Gözlerimi bağladılar sıkıca.
Kanlıydı mendil,
Gözlerimde hissettim sıcaklığını.
Etrafımda daireler çizen sirk çalışanları vardı.
Palyaçolar, ip cambazları, dans eden ayılar
Dans ederek dönüyorlardı etrafımda
Hepsinin üzerinde beyaz bir kuş
Gökyüzünde daireler çiziyor o da,
Olan biteni izliyor.
Kardan yapılmış, alçalamıyor.
Ama ben derdim ki kar ondan yapılmış olsa gerek.
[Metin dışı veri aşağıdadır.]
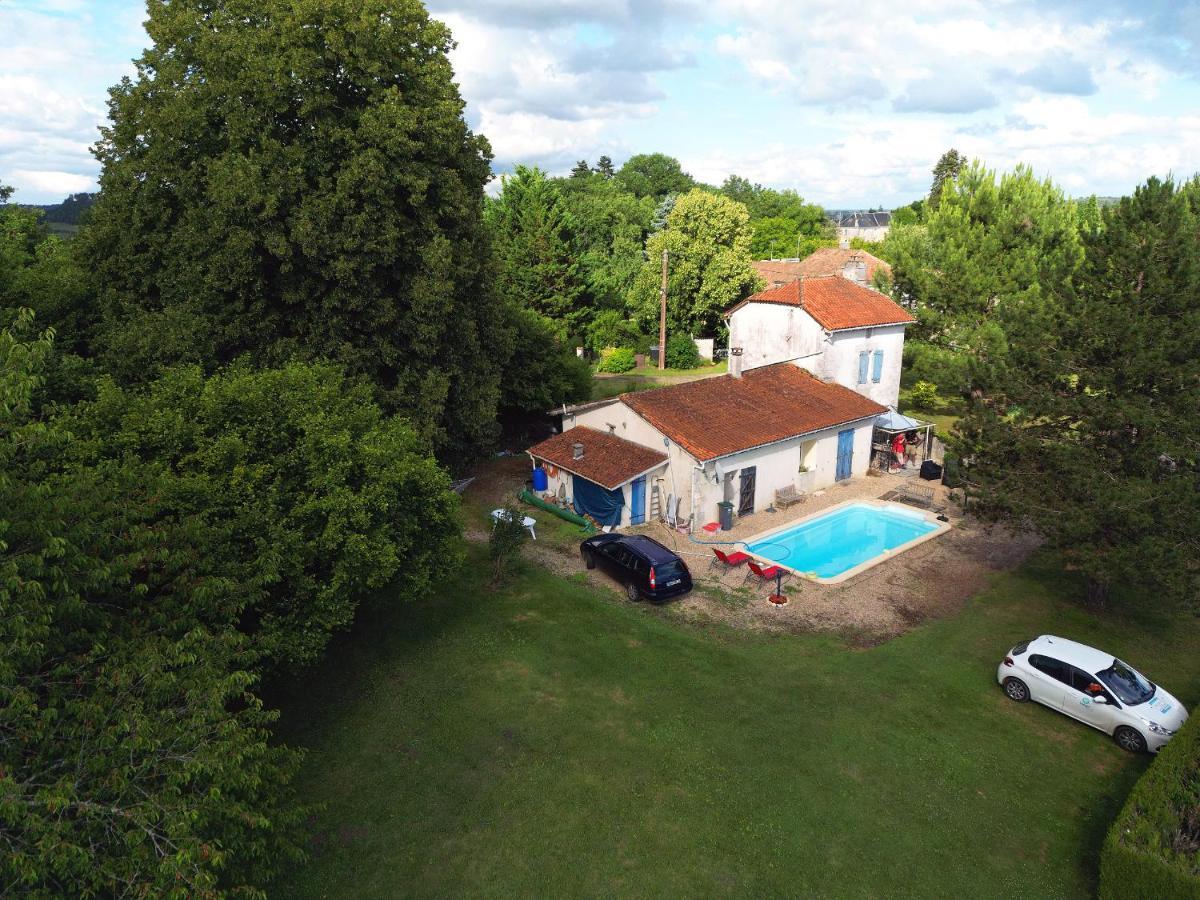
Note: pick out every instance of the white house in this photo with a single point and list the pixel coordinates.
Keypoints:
(738, 438)
(837, 329)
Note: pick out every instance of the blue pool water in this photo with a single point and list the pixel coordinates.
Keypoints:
(835, 543)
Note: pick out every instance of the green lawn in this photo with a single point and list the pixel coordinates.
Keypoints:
(550, 739)
(719, 367)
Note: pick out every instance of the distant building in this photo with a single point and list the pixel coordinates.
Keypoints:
(867, 226)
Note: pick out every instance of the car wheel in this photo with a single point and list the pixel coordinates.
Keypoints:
(1017, 689)
(1129, 739)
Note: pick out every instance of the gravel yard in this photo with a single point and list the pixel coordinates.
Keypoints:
(928, 581)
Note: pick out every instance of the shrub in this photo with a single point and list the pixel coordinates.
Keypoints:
(504, 545)
(543, 372)
(617, 360)
(923, 395)
(682, 352)
(610, 328)
(316, 499)
(1153, 846)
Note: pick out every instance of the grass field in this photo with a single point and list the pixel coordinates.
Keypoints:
(647, 377)
(550, 739)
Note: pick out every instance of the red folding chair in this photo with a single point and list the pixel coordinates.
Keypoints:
(731, 559)
(765, 575)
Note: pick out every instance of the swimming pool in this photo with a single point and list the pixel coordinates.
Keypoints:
(841, 541)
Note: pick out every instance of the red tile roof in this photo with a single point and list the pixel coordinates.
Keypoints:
(607, 460)
(826, 261)
(834, 303)
(717, 417)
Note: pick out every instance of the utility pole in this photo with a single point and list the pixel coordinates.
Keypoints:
(663, 316)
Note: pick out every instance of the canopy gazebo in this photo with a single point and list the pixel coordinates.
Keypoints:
(918, 435)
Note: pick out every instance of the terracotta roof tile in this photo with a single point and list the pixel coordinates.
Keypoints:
(715, 417)
(834, 303)
(607, 460)
(826, 261)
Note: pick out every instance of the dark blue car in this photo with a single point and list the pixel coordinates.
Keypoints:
(643, 565)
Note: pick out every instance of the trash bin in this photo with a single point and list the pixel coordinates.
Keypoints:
(951, 477)
(725, 514)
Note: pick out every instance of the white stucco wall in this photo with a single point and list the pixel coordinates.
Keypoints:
(675, 479)
(778, 466)
(771, 333)
(840, 361)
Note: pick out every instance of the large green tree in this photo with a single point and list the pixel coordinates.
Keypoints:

Kusursuzluğunu kanlı mendile rağmen görüyordum
Sirk çalışanlarının sesleri yükseliyordu,
Sonra da alçalıyordu.
Sirk çalışanların sesleri dalgalara benziyordu.
Kulağımda kıyılarda koşuşturan çocuk sesleri
Denizin içinde oynayan çocuk devin eline geçen sandalın sesi
Sandalın içinde korkudan titreyen balıkçının çığlığı
Çocuk devin ejderha annesi
‘Bırak onu çocuğum’ diyor.
Evladının etrafında daireler çiziyor,
Ağzından çıkan alev ve kanat çırpışının hızından deniz yarılmış.
Daire şeklinde boşlukta karıncalar koşturuyor.
Gözlerimde kanlı mendil
Evet o anda ellerim, ayaklarım bağlı bir sandalyedeyim.
Sokağın ortasında etrafımda ateşten daireler
Ejderhalar, çocuk devler, palyaçolar,
Dans eden ayılar, denizi yarıp geçen karınca peygamberler,
Önümde hayal denizimden düşmüş bir alabalık.
Sokağın ortasında ne diye oturuyordum sanki,
Annem sesleniyor.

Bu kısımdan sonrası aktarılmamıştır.